Tuesday, January 08, 2008

A Better Future With Whole Life Insurance

By John Dale

Life insurance is a gift to those we care about the most. When we are no longer there to provide for our family, we can still make sure that our loved ones are cared for and can still live and thrive even when we can no longer be there to provide the money that we otherwise would provide for our families. Imagine how you would feel if your children could not go to university because the money was not available, or our family could not continue to live in their home because we are no longer there to provide the financial support they need and you can start to see why life insurance is so necessary.

There are broadly two major types of life insurance policy commonly available. Term life insurance is the cheapest form of insurance but has a limit, the term of the policy, for which it will provide protection. Whole of life insurance policies provide protection for our entire life irrespective of how long we may live and so they are vitally important for any financial protection plans that we set up.

Sometimes the whole life insurance bonds itself with investment fund; it is linked with the policy itself. In previous years some kind of premium was also paid with the lifetime insurance with some of it allocated to the investment fund. The policy starts building its own value as cash. Such funds can be used for premiums to be maintained in coming years and can be used in emergency. It provides financial assistance to holder of the policy whenever he/she needs it.

In previous years when the holder of the policy was younger the costs would be quiet low as compared to policies of others. As the age of the holder of the policy increases the covering cost of the insurance and the premiums may also increase. The holder of the policy has an option of reducing the life insurance level cover or paying the premium. If one is unable to pay the extra premium then the cover should be reduced unless it is found from another source. Like this the policy itself can retrieve the premiums from another source if someone is unable to pay the extra premium.

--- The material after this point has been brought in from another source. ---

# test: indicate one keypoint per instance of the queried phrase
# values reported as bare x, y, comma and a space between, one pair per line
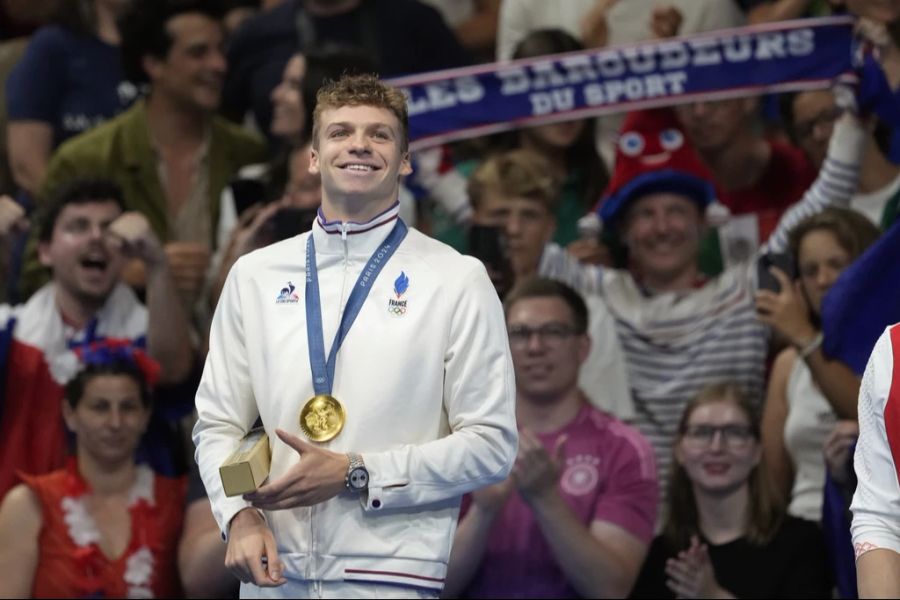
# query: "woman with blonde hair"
725, 533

This is where the investment element comes into its own. The investment fund can be used to supplement premiums paid by the insured to ensure that even though the cost of insurance cover has increased, the cover can be maintained at no extra cost to the policy holder. In some instances, premiums can cease being paid by the insured policy holder as the cost can be covered from the investment fund alone.

Whole of life insurance contracts tend to be very useful when a policy holder must ensure that a lump sum is available upon death. With many of us falling into the tax bracket for paying inheritance tax, it makes sense to ensure that the tax bill can be paid directly from the proceeds of a whole of life insurance policy. This protects the estate from the ravages of the tax man who must be paid first before the estate can be released to those you really want to benefit - your family and loved ones.

Whole of life insurance contracts are very flexible policies providing a wide range of options. The ability to take premium holidays is available because there is an investment fund available to continue cover. The investment fund belongs to the policy holder so if there is a need for emergency funds or collateral to secure a loan or mortgage, extra avenues are open to the policy holder that are simply not provided by other non-investment based insurance contracts.

To understand how the whole life insurance works you need to do some research work first especially on insurance cover and investment funds. In addition, if you are to find the best company then you need to take different whole life insurance quote from different companies. To understand and find the best insurance policy to protect your loved ones financially is important to ensure that they can enjoy a better life.